Using $G_t^{-1} = (I + F_x^T \delta F_x)^{-1} = \dots = I + \Psi_t$,

\[\begin{split} \Phi_t & = [G_t \Omega_{t-1} G_t^T]^{-1} \\ & = [G_t^T]^{-1} \Omega_{t-1} G_t^{-1} \\ & = (I + \Psi_t) \Omega_{t-1} (I + \Psi_t^T) \\ & = \Omega_{t-1} + \lambda_t \end{split}\]

where $\Psi_t$ is mapped to $(2n+3, 2n+3)$ from a $(3, 3)$ matrix by $F_x$, and $\lambda_t$ is all zeros except for a constant number of entries.

(10) Predict the information vector in constant time (the first line below is not):

\[\begin{split} \xi_t & = \bar \Omega_t \bar \mu_t = \bar \Omega_t (\mu_{t-1} + F_x^T \delta) \quad \text{using} \quad \mu_{t-1} = \Omega_{t-1}^{-1} \xi_{t-1} \\ & = \bar \Omega_t \Omega_{t-1}^{-1} \xi_{t-1} + \bar \Omega_t F_x^T \delta \\ & = \dots \\ & = \xi_{t-1} + (\lambda_t - \kappa_t) \mu_{t-1} + \bar \Omega_t F_x^T \delta \end{split}\]

where $\lambda_t$ and $\kappa_t$ are both sparse, and $F_x^T \delta$ is also sparse.

(11) Predict the mean (just the same as EKF SLAM)

Measurement update

seif-measurement-update-1 seif-measurement-update-2

Caution! $\mu_t$ on L0 and L12 are supposed to be $\bar \mu_t$.

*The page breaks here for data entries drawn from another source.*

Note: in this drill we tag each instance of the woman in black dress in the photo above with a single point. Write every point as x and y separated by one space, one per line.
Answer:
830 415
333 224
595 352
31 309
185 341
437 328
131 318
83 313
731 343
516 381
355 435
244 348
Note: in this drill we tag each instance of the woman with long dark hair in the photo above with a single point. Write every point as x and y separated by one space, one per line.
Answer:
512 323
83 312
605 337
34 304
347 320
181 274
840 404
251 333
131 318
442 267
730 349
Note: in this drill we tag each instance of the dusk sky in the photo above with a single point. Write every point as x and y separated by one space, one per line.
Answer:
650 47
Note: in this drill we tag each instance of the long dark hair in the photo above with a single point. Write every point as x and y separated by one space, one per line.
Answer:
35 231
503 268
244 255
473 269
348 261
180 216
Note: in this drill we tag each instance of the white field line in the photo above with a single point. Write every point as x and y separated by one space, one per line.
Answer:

(1-11) Compute the expected observation $\hat z_t^i$ and the corresponding measurement Jacobian $H_t^i$ for each of the observed feature $i$, which is associated to landmark $j$. Again this step is the same as EKF SLAM.

(12-13) Compute the corrected information matrix and information vector. This step is different from EKF SLAM but the same as EIF SLAM. Note that the computation is constant for each $i$ because everything is sparse.

Recovering the mean

Remind that the mean $\mu_t$ was needed in the previous motion update step. And it will also be needed in the sparsification step later on.

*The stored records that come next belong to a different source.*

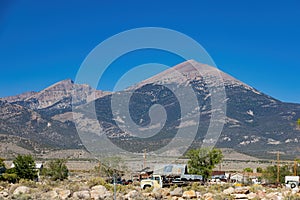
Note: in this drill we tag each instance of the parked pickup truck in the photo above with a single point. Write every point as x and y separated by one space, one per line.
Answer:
159 181
292 181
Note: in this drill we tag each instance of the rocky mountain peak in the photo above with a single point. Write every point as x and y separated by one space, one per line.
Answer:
191 70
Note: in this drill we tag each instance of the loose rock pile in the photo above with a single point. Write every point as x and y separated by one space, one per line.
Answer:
100 192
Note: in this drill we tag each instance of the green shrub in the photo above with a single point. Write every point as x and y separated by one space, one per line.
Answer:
56 170
25 167
11 178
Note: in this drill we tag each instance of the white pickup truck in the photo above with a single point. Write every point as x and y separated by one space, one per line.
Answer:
292 181
155 181
159 181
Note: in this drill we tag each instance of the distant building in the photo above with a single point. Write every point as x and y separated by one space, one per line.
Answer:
170 169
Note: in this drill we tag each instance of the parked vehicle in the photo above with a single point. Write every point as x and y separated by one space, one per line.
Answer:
159 181
292 181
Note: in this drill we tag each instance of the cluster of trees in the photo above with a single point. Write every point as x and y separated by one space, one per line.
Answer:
202 161
25 168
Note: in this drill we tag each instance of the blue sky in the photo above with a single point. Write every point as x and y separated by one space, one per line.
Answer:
257 42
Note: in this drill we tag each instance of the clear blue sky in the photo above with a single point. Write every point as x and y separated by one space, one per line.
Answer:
258 42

However, computing the corrected mean $\mu = \Omega^{-1} \xi$ is costly. We therefore $approximate$ the corrected mean.

Find an approximated mean (constant dimension) that maximize the probability density function.

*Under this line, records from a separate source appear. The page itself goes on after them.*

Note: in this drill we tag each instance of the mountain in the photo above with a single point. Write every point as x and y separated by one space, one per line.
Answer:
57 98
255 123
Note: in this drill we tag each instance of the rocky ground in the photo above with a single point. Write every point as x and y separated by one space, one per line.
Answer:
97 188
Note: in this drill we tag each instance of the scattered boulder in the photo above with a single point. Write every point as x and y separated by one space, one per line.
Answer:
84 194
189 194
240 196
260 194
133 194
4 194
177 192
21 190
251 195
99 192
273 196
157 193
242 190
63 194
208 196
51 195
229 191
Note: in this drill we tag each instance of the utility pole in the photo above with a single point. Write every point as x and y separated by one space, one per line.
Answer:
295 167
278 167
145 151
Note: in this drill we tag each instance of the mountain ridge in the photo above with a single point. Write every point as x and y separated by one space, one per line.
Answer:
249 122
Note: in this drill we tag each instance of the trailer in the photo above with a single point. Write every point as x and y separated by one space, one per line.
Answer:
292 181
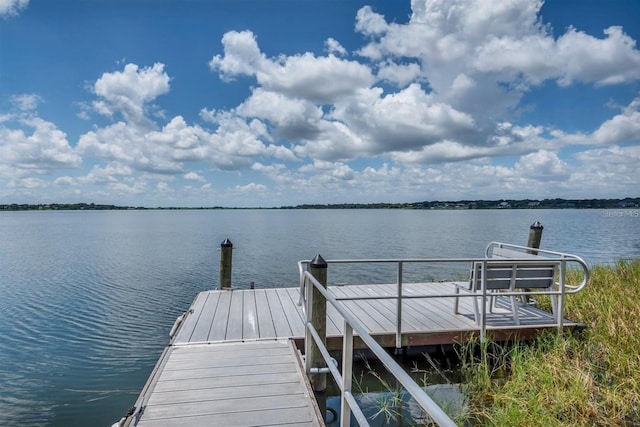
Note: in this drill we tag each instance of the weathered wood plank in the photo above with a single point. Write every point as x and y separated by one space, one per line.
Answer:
205 317
264 417
280 322
231 391
236 316
218 327
223 382
290 311
186 330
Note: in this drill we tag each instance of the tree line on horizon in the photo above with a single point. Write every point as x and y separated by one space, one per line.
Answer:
557 203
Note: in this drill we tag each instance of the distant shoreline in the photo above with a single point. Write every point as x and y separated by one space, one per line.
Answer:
452 205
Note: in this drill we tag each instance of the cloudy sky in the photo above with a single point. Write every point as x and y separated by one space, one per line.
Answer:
285 102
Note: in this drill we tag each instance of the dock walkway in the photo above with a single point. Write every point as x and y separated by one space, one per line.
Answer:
234 361
230 384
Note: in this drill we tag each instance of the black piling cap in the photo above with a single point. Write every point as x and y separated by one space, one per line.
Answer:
318 262
536 225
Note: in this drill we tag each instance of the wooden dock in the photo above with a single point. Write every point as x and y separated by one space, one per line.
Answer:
263 314
230 384
233 360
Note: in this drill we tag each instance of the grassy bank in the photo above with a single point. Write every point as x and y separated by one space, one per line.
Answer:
588 379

\[\begin{split} \hat \mu & = \underset{\mu}{\mathrm{argmax}} p(\mu) \\ & = \underset{\mu}{\mathrm{argmax}} \exp(-\frac{1}{2} \mu^T \Omega \mu + \xi^T \mu) \end{split}\]

To be discussed later.

Sparsification

Sparsification ensures a sparse information matrix as assumed by the previous steps.